Die Ruhe nach dem Sturm

Der Titel des neuen LACRIMOSA-Albums ist alles andere als Programm. Nach dem „Inferno“ folgt die „Stille“, die musikalisch allerdings recht lautstark ausgefallen ist und die Vormachtstellung der Band um Mainman Tilo Wolff im harten Gothic-Bereich unterstreicht.

Der auf Platte recht introvertiert klingende Künstler ist auch privat eine eher zurückhaltende Natur, die es vorzieht, über textliche Inhalte, eigene Unzulänglichkeiten und Ängste zu philosophieren, anstatt hohle Phrasen zu dreschen.

Während der laufenden Tour nahm sich Tilo zwischen Abendessen und Auftritt Zeit, um meinen Wissensdurst zu stillen.

 

Wo siehst du die Hauptunterschiede zwischen den letzten beiden Alben?

"Das ist mehr eine Gefühlssache. „Inferno“ ist etwas im Karton entstanden und ziemlich durchkonstruiert, da ich mich zum ersten Mal als Produzent versucht habe. „Stille“ klingt da schon etwas befreiter und lockerer. Außerdem hatte ich bisher immer das Gefühl, daß jede Platte eine Stufe auf einer Leiter oder Treppe wäre.

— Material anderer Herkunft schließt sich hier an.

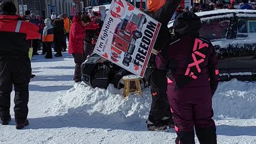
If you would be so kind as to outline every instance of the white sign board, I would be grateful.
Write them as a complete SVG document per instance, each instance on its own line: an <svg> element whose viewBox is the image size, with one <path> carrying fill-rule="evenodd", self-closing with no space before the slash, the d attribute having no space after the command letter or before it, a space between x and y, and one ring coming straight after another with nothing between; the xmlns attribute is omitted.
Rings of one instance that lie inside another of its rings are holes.
<svg viewBox="0 0 256 144"><path fill-rule="evenodd" d="M127 2L113 1L94 52L143 77L161 26Z"/></svg>

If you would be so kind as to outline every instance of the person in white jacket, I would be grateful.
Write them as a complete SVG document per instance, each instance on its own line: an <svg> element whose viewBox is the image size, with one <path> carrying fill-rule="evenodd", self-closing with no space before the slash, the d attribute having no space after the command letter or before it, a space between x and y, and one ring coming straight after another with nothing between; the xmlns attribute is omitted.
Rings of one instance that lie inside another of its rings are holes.
<svg viewBox="0 0 256 144"><path fill-rule="evenodd" d="M55 14L55 12L52 13L52 15L51 15L51 19L52 21L55 20L57 18L57 16Z"/></svg>

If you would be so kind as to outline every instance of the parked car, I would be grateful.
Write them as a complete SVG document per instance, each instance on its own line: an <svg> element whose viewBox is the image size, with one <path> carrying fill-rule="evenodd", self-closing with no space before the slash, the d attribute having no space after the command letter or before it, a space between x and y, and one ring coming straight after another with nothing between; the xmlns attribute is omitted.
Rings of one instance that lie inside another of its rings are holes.
<svg viewBox="0 0 256 144"><path fill-rule="evenodd" d="M220 80L255 81L256 11L227 9L196 14L201 18L200 35L211 40L217 53ZM171 36L173 21L168 25ZM130 74L97 54L83 65L83 81L93 87L106 88L113 83L122 88L122 76Z"/></svg>
<svg viewBox="0 0 256 144"><path fill-rule="evenodd" d="M220 10L196 13L200 35L211 40L219 59L221 81L256 79L256 11ZM169 22L172 30L173 21Z"/></svg>

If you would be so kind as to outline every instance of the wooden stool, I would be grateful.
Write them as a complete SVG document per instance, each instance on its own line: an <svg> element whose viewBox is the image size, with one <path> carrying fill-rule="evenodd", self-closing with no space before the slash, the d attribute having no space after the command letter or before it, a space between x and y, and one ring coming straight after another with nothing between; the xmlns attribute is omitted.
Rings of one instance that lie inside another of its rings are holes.
<svg viewBox="0 0 256 144"><path fill-rule="evenodd" d="M141 92L141 87L140 87L140 81L141 78L137 75L128 75L123 77L123 79L124 81L124 97L126 98L128 97L129 93L135 94L139 93L142 95L142 92ZM135 87L134 90L130 89L130 82L134 82ZM131 90L134 90L134 92L131 92Z"/></svg>

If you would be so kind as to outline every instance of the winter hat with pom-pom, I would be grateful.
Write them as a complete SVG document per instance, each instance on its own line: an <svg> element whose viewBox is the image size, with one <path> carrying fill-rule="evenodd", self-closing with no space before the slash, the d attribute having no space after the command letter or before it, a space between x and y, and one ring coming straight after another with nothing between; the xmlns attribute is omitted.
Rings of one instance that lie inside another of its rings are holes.
<svg viewBox="0 0 256 144"><path fill-rule="evenodd" d="M3 12L6 14L15 13L17 9L15 5L11 2L5 2L1 5Z"/></svg>

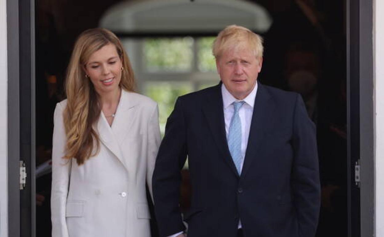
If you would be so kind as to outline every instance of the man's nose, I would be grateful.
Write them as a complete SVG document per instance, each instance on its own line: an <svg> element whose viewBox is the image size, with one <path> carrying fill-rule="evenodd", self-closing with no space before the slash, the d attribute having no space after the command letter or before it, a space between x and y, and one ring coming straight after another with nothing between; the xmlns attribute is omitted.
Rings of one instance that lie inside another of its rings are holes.
<svg viewBox="0 0 384 237"><path fill-rule="evenodd" d="M235 65L235 74L237 75L241 75L243 74L243 67L240 63L237 63Z"/></svg>

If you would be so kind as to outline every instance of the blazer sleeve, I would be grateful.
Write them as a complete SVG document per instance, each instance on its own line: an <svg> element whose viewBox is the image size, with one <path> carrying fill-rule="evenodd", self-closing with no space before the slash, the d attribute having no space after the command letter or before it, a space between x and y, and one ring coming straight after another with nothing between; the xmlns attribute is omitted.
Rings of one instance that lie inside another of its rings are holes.
<svg viewBox="0 0 384 237"><path fill-rule="evenodd" d="M185 229L179 208L181 169L187 157L186 125L181 99L167 121L152 180L155 213L160 237Z"/></svg>
<svg viewBox="0 0 384 237"><path fill-rule="evenodd" d="M63 158L66 141L63 122L63 110L62 105L58 103L55 110L53 120L51 197L52 237L69 237L65 208L71 161Z"/></svg>
<svg viewBox="0 0 384 237"><path fill-rule="evenodd" d="M299 94L294 116L292 187L299 236L312 237L316 233L320 204L316 128L308 117L304 102Z"/></svg>
<svg viewBox="0 0 384 237"><path fill-rule="evenodd" d="M151 198L153 201L152 191L152 176L155 169L155 162L161 141L159 126L159 109L156 104L149 118L148 125L148 151L147 157L147 184Z"/></svg>

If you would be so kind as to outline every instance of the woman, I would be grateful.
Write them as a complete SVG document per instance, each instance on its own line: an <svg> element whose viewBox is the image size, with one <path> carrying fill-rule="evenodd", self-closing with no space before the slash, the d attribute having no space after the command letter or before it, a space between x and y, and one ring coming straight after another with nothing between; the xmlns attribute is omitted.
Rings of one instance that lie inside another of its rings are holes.
<svg viewBox="0 0 384 237"><path fill-rule="evenodd" d="M53 237L151 236L146 181L160 142L157 105L133 92L121 42L93 29L75 43L55 112Z"/></svg>

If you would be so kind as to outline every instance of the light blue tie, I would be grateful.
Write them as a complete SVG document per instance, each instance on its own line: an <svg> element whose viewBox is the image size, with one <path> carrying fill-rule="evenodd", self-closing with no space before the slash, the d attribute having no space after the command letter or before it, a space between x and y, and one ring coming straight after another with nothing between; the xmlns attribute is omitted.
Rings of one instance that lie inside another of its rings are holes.
<svg viewBox="0 0 384 237"><path fill-rule="evenodd" d="M239 174L241 173L240 168L242 161L241 121L240 121L240 117L239 116L239 110L245 103L243 101L233 102L235 111L233 115L232 116L232 119L231 119L229 131L228 131L228 136L227 138L229 152L231 153L232 159L233 160Z"/></svg>

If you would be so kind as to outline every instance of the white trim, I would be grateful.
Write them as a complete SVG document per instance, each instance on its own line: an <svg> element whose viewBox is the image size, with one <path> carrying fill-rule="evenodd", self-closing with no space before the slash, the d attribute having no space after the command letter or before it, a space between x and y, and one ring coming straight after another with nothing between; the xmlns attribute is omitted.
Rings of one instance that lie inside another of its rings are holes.
<svg viewBox="0 0 384 237"><path fill-rule="evenodd" d="M243 0L136 0L110 8L99 25L118 31L202 32L233 24L265 32L272 18L260 5Z"/></svg>
<svg viewBox="0 0 384 237"><path fill-rule="evenodd" d="M0 236L8 236L7 0L0 0Z"/></svg>
<svg viewBox="0 0 384 237"><path fill-rule="evenodd" d="M384 2L374 4L375 236L384 236Z"/></svg>

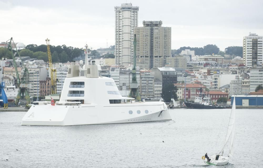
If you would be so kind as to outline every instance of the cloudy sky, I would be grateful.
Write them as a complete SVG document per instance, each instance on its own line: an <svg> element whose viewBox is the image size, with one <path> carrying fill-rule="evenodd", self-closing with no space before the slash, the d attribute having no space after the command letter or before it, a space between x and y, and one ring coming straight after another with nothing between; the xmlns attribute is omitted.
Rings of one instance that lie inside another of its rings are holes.
<svg viewBox="0 0 263 168"><path fill-rule="evenodd" d="M67 2L69 1L69 2ZM138 23L163 21L172 28L172 49L216 45L241 46L250 32L263 35L263 1L0 0L0 41L13 37L26 45L96 49L115 44L114 7L139 7Z"/></svg>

Mittlerweile habe ich jedoch erkannt, daß es ein Kreis war, der sich mit „Inferno“ geschlossen hat, weshalb ich auf „Stille“ versucht habe, mehr in die Tiefe zu gehen. Immerhin spreche ich in den Texten erstmals Dinge an, die vorher für mich tabu waren und jetzt knallhart auf den Punkt gebracht werden. In der Vergangenheit habe ich oft mit Wortspielen gearbeitet, während die neuen Lyrics eindeutig formuliert sind. Texte waren für mich bislang eine Art Therapie. Sobald ich mich...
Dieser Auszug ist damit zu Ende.